As I pointed out earlier, former Education Secretary Bennett had “suggested” the concept of such a plan in the week before LaPierre’s speech.

Needless to say, there are many libertarian concerns about any “nationalized” program that looks like a bunch of armed TSA-style guards running metal detectors in our schools. [More about that and the Ron Paul-style opposition to the NRA/LaPierre plan in a future post.]

Galewyn Massey said...

For a differing view about defending Second Amendment Rights, take a look at: Adam Bates, a freelance writer, who had this item posted on The Daily Caller blog on December 23, 2012, “Opinion – The NRA vs. the Second Amendment” http://dailycaller.com/2012/12/23/the-nra-vs-the-second-amendment/#ixzz2G8kjtuc2

This is how Bates kicks off his opinion piece: “As a civil libertarian and a gun owner, I understand all too well that tragedies like the Newtown mass murder invariably mean a new wave of assaults on our most fundamental rights as human beings. 9/11 brought us the TSA, the Patriot Act, and the War on Terror, and every mass shooting brings out the same authoritarian coalition calling for an end to video games, movies, secular education, and, of course, guns. I have written in the past about why we should cling most dearly to our rights in times of crisis, but have only recently caught on to a much more deceptive (perhaps unwitting) foe of our right to bear arms: the National Rifle Association....”

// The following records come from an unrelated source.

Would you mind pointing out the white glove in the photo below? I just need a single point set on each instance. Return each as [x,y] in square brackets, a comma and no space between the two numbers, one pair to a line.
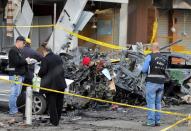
[139,67]
[30,60]
[33,61]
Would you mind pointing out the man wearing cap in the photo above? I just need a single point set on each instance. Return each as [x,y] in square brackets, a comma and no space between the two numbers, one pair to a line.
[17,64]
[28,52]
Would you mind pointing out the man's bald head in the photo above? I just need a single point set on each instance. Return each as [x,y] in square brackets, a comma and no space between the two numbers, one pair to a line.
[155,47]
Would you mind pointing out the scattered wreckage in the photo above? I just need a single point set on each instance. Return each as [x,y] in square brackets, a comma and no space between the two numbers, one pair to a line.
[129,82]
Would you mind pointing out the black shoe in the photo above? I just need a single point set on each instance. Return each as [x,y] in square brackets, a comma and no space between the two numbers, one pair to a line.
[148,124]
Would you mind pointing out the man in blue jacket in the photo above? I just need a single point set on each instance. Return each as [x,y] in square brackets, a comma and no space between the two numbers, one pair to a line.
[154,65]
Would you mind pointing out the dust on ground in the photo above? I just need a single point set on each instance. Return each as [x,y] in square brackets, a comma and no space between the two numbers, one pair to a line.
[123,119]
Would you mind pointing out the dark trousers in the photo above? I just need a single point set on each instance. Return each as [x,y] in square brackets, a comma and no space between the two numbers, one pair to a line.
[55,105]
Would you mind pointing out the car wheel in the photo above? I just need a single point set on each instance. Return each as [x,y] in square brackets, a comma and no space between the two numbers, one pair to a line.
[39,104]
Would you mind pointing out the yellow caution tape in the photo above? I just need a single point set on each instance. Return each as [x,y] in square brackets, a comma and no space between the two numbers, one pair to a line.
[112,46]
[108,45]
[99,100]
[29,26]
[175,124]
[155,29]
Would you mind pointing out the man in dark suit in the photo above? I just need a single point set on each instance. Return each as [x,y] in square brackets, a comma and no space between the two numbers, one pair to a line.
[52,77]
[18,64]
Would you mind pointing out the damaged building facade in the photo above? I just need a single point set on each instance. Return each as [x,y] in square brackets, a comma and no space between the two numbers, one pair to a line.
[97,19]
[173,18]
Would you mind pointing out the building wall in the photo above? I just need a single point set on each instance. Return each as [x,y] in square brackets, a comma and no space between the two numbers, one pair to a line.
[139,20]
[107,17]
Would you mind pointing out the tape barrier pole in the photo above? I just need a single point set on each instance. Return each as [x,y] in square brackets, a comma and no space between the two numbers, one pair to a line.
[100,100]
[175,124]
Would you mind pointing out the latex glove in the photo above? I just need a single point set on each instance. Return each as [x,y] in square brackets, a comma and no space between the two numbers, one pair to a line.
[28,60]
[139,67]
[33,61]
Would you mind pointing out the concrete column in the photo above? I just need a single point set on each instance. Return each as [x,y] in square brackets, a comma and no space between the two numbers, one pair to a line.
[123,25]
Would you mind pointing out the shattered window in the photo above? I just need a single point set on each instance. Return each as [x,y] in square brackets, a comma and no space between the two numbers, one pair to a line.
[178,61]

Mr. Bates then catalogues the NRA’s long history of supporting myriad governmental restrictions on the citizenry’s right to bear arms. He notes that the NRA trades off the unrestricted right of U.S. citizens guaranteed under the constitution in pursuit of the interests of certain gun users and the American firearms industry. He believes that Wayne LaPierre’s recent speech is completely consistent with the NRA’s real longstanding positions that conflict with the constitutional rights of all Americans to keep and bear arms, but rather favors more and more governmental employees in need of more and more firearms.

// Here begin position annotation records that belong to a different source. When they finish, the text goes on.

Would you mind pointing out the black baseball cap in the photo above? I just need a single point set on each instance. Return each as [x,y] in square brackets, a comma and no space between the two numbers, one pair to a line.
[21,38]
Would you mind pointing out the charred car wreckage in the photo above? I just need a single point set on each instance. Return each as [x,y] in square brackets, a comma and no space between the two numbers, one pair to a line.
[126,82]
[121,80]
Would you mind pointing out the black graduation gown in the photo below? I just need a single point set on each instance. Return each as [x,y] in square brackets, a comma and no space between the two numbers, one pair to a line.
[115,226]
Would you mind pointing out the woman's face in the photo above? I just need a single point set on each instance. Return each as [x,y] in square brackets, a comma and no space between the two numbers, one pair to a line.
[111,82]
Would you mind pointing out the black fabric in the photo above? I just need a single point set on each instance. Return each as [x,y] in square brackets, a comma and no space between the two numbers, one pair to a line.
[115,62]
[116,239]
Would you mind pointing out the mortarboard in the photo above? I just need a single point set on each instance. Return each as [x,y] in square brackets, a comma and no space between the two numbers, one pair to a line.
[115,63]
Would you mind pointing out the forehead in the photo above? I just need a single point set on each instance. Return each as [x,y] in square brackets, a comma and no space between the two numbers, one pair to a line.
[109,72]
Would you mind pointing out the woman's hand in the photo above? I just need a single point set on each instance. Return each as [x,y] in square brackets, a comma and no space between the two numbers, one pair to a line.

Adam Bates concludes by saying this: “This conflict flows from the fact that while government arms deals, shooting sports, and hunting are the lifeblood of the firearms manufacturing industry, those are not the reasons that our Founders saw fit to explicitly acknowledge each citizen’s right to keep and bear arms in the Constitution. While the Second Amendment certainly and incidentally protects the ability of people to hunt and enjoy their weapons, the true purpose of the Second Amendment is to ensure the capability of the citizens to withstand the onslaught of a tyrannical government.”

Galewyn Massey said...

NOTE: As to the “NDAA” referred to above by Mr. Nunes, it is feared by many that the U.S. Government has authorized the indefinite detention of American citizens by the American military on American soil for various reasons.

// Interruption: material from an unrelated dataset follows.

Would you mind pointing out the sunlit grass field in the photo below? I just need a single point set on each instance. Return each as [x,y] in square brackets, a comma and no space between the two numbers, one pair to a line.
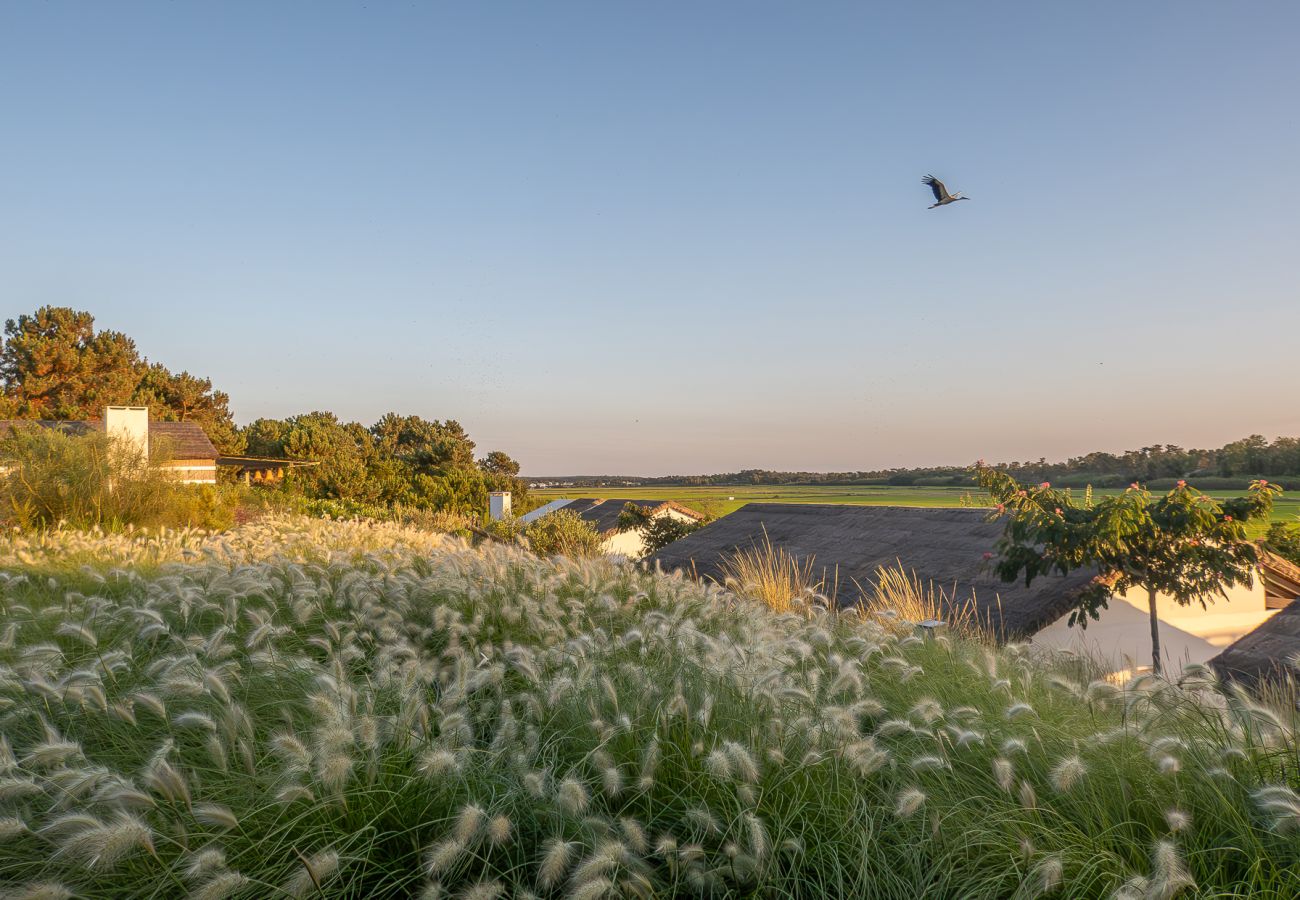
[723,500]
[308,709]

It’s been reported that the Senate recently passed a version of the National Defense Authorization Act (NDAA) that was stripped of a prohibition against the indefinite military detention of US citizens on American soil by an 81-14 vote on Friday, but only after a furious dissent on the chamber's floor by Sen. Rand Paul (R-Ky.), who called it an "abomination."

Top Senators in support of the bill dismissed Paul's charges as bogus, claiming that language in the NDAA preserves Americans' constitutional right to trial by jury. Only when they ally themselves with foreign terrorist powers, they said, do Americans abdicate their rights as citizens.